Stealth, We Hardly Knew Ye

The stealth era may be ending, according to OpinionJournal. Good riddance.


Republican presidents...have largely avoided open battles over judicial philosophy and have enjoyed the tacit approval of their party in doing so. The underlying belief has been that political realities require tiptoeing conservatives past a liberal Senate. Even many conservatives accepted for a time that the best they could hope for was a "stealth nominee": one who had an internal conservative compass that wouldn't be spotted by liberal senators.

Those days are now over. The shortcoming of stealth candidates has long been apparent. Anthony Kennedy, whom President Reagan nominated after Judge Bork's defeat, hasn't moved the court to the right. David Souter--the quintessential "stealth candidate"--was put on the court by the first President Bush in 1990 and has become a symbol to the right of why unknown candidates must be resisted.

Anyone who suppresses all evidence of having conservative principles for decades in hopes of one day winning a seat on the Supreme Court probably isn't really a conservative.


This is why the Miers selection is disconcerting for conservatives. Winning the presidency comes with a certain electoral mandate, as does winning the Senate. Except for a brief period after Sen. Jim Jeffords handed control over to Democrats, Republicans have controlled the Senate since 1995, and they picked up four net Senate seats last year, in part by campaigning against Democratic obstruction of judges. Mr. Bush also campaigned last year on the pledge that if he was re-elected he would appoint justices in the mold of Antonin Scalia and Clarence Thomas--about as unstealthy as you can get. Once the election results were in, the political necessity of a stealth nominee seemed to have passed.

But the desire for stealth nominees proved harder to kill than many realized. Chief Justice Roberts himself was something of a stealth nominee, albeit a very good one. Ms. Miers is even more of an unknown, and Republicans across the spectrum are balking. After all, why take a chance on another stealth nominee when Republicans control the Senate and could confirm a solid, serious conservative? Why bunt when you can hit a home run?

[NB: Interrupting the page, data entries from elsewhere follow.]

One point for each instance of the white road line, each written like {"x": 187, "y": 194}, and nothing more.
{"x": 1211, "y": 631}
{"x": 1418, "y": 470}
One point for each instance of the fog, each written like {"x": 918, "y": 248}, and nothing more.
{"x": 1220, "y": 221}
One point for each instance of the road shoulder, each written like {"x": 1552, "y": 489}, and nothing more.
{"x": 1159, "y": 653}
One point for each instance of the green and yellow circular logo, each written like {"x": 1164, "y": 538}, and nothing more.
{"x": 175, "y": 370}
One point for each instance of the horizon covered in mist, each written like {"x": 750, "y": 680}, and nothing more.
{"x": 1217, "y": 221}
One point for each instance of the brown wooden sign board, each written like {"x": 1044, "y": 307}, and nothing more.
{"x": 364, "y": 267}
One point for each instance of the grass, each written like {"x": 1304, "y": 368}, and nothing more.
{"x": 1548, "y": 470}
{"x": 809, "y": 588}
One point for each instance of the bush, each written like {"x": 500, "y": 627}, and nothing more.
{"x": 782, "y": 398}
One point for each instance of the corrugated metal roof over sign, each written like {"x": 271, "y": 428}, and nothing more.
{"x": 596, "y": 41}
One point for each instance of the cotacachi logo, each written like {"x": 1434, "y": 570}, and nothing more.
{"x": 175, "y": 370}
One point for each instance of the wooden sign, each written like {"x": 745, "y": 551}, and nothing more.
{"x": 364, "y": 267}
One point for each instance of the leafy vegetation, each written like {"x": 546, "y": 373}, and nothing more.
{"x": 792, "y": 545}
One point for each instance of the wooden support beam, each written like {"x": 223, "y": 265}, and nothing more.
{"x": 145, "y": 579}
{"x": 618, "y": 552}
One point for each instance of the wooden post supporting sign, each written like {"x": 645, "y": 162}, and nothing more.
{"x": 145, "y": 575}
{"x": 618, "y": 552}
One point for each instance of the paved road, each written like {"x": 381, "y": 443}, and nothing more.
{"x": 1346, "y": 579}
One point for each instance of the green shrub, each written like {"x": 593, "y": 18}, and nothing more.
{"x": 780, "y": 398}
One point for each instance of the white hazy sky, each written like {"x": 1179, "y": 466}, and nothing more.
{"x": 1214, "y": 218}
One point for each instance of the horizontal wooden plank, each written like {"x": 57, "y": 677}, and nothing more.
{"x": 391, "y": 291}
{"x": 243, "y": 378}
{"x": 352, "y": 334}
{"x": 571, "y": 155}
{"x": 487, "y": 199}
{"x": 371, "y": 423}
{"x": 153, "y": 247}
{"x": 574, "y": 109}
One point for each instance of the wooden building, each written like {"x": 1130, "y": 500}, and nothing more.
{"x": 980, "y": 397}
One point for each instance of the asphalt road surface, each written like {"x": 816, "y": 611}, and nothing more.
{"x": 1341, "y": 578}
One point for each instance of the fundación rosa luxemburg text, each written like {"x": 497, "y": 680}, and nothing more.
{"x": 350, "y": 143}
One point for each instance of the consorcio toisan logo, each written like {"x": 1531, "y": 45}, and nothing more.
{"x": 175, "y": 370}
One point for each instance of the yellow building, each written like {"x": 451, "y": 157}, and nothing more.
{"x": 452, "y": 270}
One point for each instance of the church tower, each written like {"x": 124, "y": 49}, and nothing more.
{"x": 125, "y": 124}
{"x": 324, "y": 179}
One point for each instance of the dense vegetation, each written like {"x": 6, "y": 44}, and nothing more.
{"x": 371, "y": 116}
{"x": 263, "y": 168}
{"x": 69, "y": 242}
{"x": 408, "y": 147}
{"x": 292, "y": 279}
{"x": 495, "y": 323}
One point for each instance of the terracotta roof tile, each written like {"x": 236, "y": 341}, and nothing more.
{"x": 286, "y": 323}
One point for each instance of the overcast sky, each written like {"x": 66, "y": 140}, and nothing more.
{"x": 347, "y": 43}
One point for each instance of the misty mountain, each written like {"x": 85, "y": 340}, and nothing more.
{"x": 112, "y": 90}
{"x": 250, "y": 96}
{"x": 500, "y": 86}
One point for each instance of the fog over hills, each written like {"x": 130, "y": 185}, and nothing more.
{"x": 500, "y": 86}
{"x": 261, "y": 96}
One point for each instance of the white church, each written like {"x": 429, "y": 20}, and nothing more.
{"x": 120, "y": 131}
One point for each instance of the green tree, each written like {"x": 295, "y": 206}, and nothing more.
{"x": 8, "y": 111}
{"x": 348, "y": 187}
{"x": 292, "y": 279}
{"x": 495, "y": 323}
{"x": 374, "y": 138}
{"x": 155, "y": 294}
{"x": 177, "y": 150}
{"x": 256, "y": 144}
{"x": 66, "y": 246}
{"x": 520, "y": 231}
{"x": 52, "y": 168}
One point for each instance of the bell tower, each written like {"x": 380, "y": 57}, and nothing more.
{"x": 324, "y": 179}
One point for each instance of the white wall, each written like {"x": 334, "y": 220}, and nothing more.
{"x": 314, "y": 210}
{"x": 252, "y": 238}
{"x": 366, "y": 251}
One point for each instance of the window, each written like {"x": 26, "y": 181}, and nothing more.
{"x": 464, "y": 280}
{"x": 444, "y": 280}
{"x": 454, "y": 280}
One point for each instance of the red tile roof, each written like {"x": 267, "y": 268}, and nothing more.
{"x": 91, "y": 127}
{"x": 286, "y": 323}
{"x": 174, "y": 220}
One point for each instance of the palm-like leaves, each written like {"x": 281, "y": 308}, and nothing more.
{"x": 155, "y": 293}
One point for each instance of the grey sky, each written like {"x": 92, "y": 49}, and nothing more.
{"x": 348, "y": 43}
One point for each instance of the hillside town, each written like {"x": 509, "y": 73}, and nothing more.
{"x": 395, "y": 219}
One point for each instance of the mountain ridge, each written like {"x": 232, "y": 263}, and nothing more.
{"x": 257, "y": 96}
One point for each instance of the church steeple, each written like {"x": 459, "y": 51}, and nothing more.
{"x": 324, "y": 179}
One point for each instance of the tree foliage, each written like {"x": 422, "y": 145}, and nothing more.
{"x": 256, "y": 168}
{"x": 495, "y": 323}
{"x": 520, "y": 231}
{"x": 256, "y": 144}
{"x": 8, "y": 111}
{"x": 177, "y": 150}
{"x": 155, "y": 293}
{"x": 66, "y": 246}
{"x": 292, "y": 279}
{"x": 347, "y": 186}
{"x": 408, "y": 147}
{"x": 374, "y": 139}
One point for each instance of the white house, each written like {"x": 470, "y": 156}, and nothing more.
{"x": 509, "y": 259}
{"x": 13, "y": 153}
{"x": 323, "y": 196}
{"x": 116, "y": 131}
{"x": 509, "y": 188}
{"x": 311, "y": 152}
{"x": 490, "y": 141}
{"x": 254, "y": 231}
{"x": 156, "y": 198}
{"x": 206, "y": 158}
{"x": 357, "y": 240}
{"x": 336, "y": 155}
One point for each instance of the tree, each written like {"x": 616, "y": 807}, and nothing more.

If Ms. Miers's nomination is defeated, if she withdraws her name from consideration, or perhaps even if she is just badly roughed up by the right, she will probably be the last stealth candidate a Republican president puts up for the high court, at least as long as the GOP holds the Senate.

But let's also be clear, if Ms. Miers's candidacy is sunk, it will be a rebuke not only of her but of the president himself. For some on Capitol Hill such a rebuke will come at a steep political price. This president has been extremely cooperative with Congress, but if he is handed a large and very public political defeat by the Senate, the political dynamics will change. The president may even decide he needs to take a stronger hand with Congress if he is to get anything done in his last few years in office.

We can hope getting tougher would mean allying with spending foes in the House, vetoing pork-laden bills and shelving plans to back "safe" but moderate Republican senators (like Mr. Specter) when they face serious primary challenges from conservative candidates. We can also hope getting tough would include picking a solid conservative Supreme Court nominee. But in any case, the political climate is changing in Washington.

Good. As far as I'm concerned, if the GOP cannot fix these problems when it is the majority and has been handed a mandate, then screw the GOP. They are of no use to anyone. If they need to spend some time wandering in the wilderness again in order to figure out what their mission is, then so be it. I tire of their nonsense. I do not support them blindly, and am willing to see them defeated if that's what it takes to knock a clue into their thick nancy-boy loser skulls.